When Juan opens the door, I salute from the couch. He grabs a beer for himself and sits down in one of the matching faded armchairs. "The Marlins are playing," he says.

"That's a matter of opinion."

"Where's the TV?" Juan motions to the vacant space in the center of the wall unit. "Don't tell me you launched it off the balcony again."

That sometimes happens when I try to watch music videos. "It's pathetic," I say to my friend. "I'm not proud of myself."

"Who was it this time?"

"One of those 'boy bands.' I don't remember which." I roll the cool sweaty bottle across my forehead.

Juan looks a little uptight.

"You're how old nowthirty-four?" I ask.

"Not tonight, Jack."

"You should be on top of the world, man. You've already hung in there longer than Keith Moon or John Belushi." I can't help myself.

Juan says, "Why do you do this?"

I put a Stones record on the stereo because you can't go wrong with the Stones. Juan knows most of the songs, even the early stuffhe has fully acculturated himself since arriving in the 1981 exodus from the port of Mariel, Cuba. He was sixteen at the time, four years older than the sister who accompanied him on an old Key West lobster boat. They were with a group of thirty-seven refugees, among whom were a handful of vicious criminals that Castro yanked out of prison and shipped to Miami as a practical joke. Everyone at the paper knows Juan came over on the boatlift. What they don't know is what happened forty miles at sea in the black of nightJuan told me the story after too many martinis. One of the convicts decided to have some fun with Juan's sister and one of the others offered to stand watch, and neither of them paid enough attention to the girl's skinny brother, who somehow got his hands on a five-inch screwdriver. Many hours later, when the lobster boat docked at Key West, the immigration officer counted only thirty-five passengers, including Juan and his sister in a ripped dress. The others said nothing about what had taken place on the voyage.

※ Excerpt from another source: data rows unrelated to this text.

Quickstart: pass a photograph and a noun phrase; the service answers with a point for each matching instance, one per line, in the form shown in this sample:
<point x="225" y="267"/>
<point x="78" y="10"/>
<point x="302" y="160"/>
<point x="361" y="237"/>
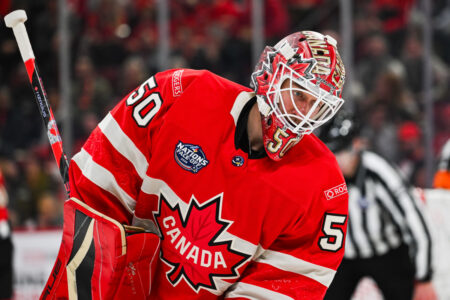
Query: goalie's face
<point x="296" y="103"/>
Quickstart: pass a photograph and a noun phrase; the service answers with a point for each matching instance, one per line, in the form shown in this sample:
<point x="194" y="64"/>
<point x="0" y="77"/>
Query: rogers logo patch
<point x="336" y="191"/>
<point x="177" y="88"/>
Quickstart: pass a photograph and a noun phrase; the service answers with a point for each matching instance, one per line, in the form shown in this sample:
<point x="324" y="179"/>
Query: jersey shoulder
<point x="180" y="83"/>
<point x="310" y="170"/>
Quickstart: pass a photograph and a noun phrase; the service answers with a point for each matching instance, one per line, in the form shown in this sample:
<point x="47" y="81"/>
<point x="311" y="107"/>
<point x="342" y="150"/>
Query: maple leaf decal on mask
<point x="192" y="246"/>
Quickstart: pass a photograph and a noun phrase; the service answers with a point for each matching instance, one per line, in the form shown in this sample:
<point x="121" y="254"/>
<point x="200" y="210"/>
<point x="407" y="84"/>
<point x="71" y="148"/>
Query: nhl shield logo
<point x="190" y="157"/>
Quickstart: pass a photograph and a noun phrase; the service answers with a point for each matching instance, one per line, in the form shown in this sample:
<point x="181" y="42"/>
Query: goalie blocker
<point x="99" y="258"/>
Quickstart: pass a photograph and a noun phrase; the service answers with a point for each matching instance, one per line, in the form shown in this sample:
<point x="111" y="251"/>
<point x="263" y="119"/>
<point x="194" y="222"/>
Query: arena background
<point x="91" y="53"/>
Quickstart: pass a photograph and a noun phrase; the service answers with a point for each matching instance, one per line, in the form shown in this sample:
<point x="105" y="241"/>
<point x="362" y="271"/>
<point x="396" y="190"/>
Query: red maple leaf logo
<point x="191" y="246"/>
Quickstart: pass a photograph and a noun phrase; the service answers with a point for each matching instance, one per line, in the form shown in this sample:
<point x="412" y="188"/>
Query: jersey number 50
<point x="145" y="109"/>
<point x="334" y="235"/>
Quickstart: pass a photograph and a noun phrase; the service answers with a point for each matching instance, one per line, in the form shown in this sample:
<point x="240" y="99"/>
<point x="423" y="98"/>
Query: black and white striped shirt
<point x="383" y="214"/>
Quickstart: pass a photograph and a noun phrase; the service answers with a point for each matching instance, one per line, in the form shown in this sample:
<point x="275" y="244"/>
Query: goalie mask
<point x="305" y="63"/>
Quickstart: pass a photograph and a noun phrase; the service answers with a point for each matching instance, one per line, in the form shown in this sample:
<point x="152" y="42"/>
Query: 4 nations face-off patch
<point x="190" y="157"/>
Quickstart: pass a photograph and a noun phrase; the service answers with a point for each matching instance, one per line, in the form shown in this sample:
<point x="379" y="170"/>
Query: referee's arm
<point x="417" y="233"/>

Juan takes a slug of beer and says to me: "Good piece today."

"Come on, man."

"What?"

"It's a goddamn obit."

"Hey, it was interesting. I remember hearing the Slut Puppies on the radio," he says. " 'Trouser Troll' was kinda catchy."

"I thought so, too." I'm eager to tell Juan about the Jimmy Stoma mystery, but I'm wondering if he already knows. If he does, it means he and Emma are tighter than I thought.

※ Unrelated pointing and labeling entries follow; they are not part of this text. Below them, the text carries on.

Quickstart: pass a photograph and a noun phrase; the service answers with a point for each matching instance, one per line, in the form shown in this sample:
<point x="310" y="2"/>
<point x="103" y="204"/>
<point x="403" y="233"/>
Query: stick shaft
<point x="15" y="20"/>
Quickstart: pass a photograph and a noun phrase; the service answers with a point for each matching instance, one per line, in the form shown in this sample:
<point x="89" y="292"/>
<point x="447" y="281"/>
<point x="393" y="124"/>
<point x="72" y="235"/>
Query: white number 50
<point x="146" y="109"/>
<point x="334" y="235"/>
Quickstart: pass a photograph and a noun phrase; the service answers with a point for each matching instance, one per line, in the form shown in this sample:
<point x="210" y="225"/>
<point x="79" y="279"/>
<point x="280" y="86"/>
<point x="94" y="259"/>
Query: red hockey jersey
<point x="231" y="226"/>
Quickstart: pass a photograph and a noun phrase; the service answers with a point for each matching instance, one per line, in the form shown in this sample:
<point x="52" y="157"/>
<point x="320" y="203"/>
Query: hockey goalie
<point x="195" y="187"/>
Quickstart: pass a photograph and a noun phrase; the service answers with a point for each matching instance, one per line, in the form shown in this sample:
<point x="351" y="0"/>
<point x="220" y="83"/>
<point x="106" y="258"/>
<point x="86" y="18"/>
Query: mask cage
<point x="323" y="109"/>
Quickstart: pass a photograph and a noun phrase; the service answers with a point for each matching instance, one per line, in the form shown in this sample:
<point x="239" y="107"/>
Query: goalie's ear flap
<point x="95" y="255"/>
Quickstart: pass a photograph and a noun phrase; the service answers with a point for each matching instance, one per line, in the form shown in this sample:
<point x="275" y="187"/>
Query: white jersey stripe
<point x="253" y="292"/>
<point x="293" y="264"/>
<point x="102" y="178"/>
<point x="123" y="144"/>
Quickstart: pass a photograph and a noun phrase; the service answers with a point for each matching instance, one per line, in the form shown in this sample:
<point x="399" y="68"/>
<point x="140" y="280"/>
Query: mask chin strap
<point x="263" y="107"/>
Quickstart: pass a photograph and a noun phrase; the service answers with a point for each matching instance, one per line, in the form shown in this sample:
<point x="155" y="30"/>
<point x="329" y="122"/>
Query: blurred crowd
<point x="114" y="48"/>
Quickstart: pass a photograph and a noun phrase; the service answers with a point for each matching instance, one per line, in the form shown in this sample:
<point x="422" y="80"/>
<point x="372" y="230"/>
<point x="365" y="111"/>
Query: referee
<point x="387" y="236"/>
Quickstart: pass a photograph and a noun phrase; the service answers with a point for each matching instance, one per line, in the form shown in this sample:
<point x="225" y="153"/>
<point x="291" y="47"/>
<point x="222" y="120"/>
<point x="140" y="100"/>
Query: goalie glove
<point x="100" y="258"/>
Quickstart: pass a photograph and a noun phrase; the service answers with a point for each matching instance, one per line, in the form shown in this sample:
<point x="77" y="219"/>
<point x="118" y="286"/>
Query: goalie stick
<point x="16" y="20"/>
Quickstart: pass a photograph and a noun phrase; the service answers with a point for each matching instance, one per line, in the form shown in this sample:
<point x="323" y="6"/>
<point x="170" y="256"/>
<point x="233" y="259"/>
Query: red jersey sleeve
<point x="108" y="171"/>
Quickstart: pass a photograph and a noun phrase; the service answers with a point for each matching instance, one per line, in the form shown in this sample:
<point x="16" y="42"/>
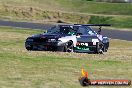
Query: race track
<point x="114" y="34"/>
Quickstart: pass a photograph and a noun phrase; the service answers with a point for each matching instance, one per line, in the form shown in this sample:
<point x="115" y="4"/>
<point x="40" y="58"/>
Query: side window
<point x="82" y="31"/>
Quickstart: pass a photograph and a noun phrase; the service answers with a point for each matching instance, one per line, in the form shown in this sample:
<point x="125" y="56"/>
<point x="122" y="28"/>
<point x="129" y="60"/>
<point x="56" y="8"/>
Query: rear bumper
<point x="90" y="49"/>
<point x="46" y="46"/>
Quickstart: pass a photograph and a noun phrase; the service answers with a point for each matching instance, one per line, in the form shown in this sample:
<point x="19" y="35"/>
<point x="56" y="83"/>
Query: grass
<point x="67" y="11"/>
<point x="34" y="69"/>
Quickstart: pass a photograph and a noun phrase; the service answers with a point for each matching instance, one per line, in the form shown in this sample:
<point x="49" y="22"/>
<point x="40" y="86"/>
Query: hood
<point x="87" y="38"/>
<point x="48" y="36"/>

"Did she tell you?" I ask.

"Who? OhEmma?"

"No, Madeleine fucking Albright." I set my empty bottle on the floor. "Look, I hope I didn't interrupt anything this afternoon. Normally, I'd never"

"You didn't." Juan grins. "I was helping with her computer. She got a new browser."

"I'll bet she did."

"Honest. That's all."

"Then why didn't you pop out and say hi?"

Juan says, "She asked me not to."

That's just like Emma, worrying that Juan's presence as my friend and her potential sex partner would somehow undermine her primacy in the editor-reporter relationship.